Lobstermen come to the fish house in the morning to buy bushels of alewives from the harvester to use as bait.
“They have a dipper — a large net with a steel frame — and they dole them out in bushel baskets,” which contain approximately 120 fish each, said Potter.
“The harvest area is only open Thursday to Sunday — we have to shut it down Monday,” but the fish ladder is open seven days a week, he said.
“It’s very easy to overfish,” said Potter, “but the town has been a good steward of this run — this alewive run has been here for hundreds of years.
“The Native Americans used it, and even in the early town documents I’ve seen,” he added, “there were requirements that anyone who put a water-powered mill on the river here maintain passage for the fish.”
The five-member fish commission is responsible for maintaining the road and buildings by the fish house, and for selecting the harvester. The land is owned by the town of Woolwich, but the Bath Water District has an easement for the dam on the Nequasset and fish ladder.
And the ladder, “you can see is in serious need of repair,” said Potter. “It’s bandaged together now.”
Once the site of a mill, which was taken down in the 1920s, said Potter, the lumber was salvaged and used to build the fish house and adjacent smoke house, where Bodge prepares some of the catch for locals, who know alewives aren’t only good for bait.
“I salt them in barrels for a couple days,” said Bodge, “then put them out there and wash off the salt and scales. Then I hang them up out there for seven days,” he added, pointing to a smoke shack draped with goldenbrown, tan and pale white alewife underbellies.
“I sell them for 75 cents apiece, or $7.50 for 10. I usually put 10 on a string,” he said.
Some people like them fresh, said Potter, nudging resident Bob Turcotte, who had come over to buy a fresh string, to share his favorite recipe.
“I cut the heads off, boil them and skin them,” Turcotte said. “Then I take the meat off the backbone and run it through a food processor — that chops up all the little bones — and I make a basic white sauce and add the meat to the white sauce.
“I don’t put any salt in there because there’s enough salt in the fish,” he said, “and I put that on mashed potatoes or toast.”
This year, the run got off to a slow start, Bodge said.
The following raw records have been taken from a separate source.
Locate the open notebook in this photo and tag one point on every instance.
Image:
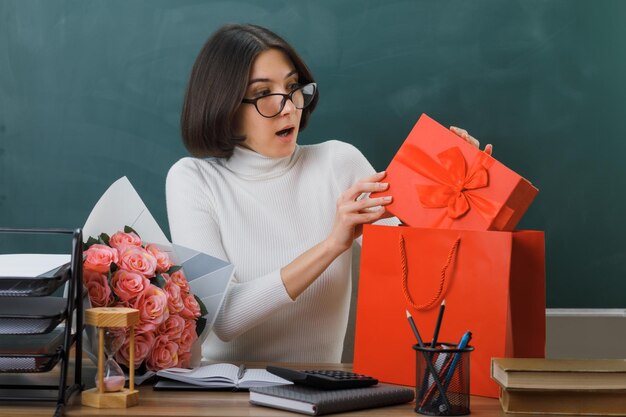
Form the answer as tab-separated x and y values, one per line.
219	375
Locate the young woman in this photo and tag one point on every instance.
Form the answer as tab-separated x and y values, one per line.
285	215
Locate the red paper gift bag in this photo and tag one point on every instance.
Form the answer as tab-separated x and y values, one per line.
439	180
493	284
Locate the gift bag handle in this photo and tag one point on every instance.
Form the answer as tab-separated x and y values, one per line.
442	278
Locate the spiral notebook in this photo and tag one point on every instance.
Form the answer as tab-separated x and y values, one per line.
306	400
218	375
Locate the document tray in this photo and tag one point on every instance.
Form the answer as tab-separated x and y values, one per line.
39	286
22	315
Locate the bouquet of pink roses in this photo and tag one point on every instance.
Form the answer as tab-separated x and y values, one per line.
119	270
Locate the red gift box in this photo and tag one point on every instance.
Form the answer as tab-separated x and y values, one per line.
439	180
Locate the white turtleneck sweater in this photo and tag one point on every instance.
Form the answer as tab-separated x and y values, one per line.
259	214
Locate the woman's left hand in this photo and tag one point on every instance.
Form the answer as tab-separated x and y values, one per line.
470	139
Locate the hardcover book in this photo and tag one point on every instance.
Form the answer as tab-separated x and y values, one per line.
570	374
306	400
577	402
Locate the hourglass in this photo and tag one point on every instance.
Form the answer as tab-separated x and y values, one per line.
110	391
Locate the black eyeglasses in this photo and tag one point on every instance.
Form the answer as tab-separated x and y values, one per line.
271	105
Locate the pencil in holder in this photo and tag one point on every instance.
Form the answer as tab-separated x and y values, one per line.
443	387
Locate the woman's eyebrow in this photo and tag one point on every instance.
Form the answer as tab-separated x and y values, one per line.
265	80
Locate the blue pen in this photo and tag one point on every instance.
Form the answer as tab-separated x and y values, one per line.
457	357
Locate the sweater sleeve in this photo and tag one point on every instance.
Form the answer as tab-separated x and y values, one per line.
194	224
351	166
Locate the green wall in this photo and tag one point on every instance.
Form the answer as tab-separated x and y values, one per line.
91	91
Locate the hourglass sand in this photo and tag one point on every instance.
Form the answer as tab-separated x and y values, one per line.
110	391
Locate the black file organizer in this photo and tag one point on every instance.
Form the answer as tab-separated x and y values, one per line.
28	311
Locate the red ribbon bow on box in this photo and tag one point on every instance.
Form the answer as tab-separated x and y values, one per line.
455	184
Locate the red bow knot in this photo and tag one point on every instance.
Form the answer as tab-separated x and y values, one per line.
454	182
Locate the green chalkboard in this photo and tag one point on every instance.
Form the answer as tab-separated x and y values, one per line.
91	91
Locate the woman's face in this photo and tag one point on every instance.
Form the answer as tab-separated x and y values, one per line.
271	72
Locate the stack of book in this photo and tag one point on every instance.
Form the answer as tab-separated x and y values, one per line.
561	386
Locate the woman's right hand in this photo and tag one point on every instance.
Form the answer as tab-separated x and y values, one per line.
355	208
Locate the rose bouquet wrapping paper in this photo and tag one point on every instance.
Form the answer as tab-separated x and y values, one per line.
129	262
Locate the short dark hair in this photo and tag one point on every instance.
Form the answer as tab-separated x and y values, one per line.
218	83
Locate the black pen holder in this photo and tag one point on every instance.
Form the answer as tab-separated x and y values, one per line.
449	393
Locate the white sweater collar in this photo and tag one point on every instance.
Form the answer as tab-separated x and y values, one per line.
252	165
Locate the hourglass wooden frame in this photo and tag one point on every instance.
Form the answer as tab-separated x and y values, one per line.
102	318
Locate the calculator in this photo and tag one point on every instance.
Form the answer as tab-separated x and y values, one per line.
324	379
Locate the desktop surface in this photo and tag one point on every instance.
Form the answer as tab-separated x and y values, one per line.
217	403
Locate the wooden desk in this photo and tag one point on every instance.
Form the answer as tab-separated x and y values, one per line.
218	403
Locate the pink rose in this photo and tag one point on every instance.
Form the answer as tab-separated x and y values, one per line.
172	327
192	309
152	306
99	258
174	299
120	240
188	335
128	285
143	346
137	259
179	278
163	260
97	287
164	354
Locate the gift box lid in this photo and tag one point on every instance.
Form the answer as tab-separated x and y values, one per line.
437	179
“We had 80 bushels one day, but some days we used to get 100 to 150 bushels,” he said. “I sold 17 bushels this morning.”
The federal and state governments regulate the harvest, Potter said, and require the town to submit a harvest plan for approval and limit the number of harvesting days.
“A lot of fisheries are shut down because of a lack of resources,” said Potter. “Two years ago we harvested around 1,100 bushels — last year we harvested 700.
“Hopefully the ladder will change that,” he said.
“There’s a lot of interest in it but as far as an economic input to the town — that’s zero,” said Potter. “We get paid for the harvest, but we have put all of our money into refurbishing the buildings and maintaining the land.”
Ruth Indrick, the project coordinator for KELT’s fish count at Nequasset dam, said that in the three years the count has taken place, an average of 70 people have volunteered.
Alewives are not only a food source, but the fish population also helps manage the nutrient levels in Nequasset Lake, said Indrick.
“When you have a lot of nutrients in a lake, like nitrogen and phosphorus, it can cause algae to bloom,” said Indrick. “If you see a lake that is really green, that means it’s not healthy — the algae blocks the sunlight and uses up the oxygen as it starts to die.”
A favorite snack of birds and other fish, Indrick said a healthy alewife population is also a boon to commercial fishing as the alewives “act as a barrier to predators for the salmon coming out at the same time.”
But mostly for the volunteers, it’s about community involvement and enjoying the peacefulness of the Nequasset River, interrupted only by the cry of gulls and friendly chatter from the fish house.
“You look at the town seal and what do you see?” said Potter. “These buildings right here. It’s an important part of our culture and identity.”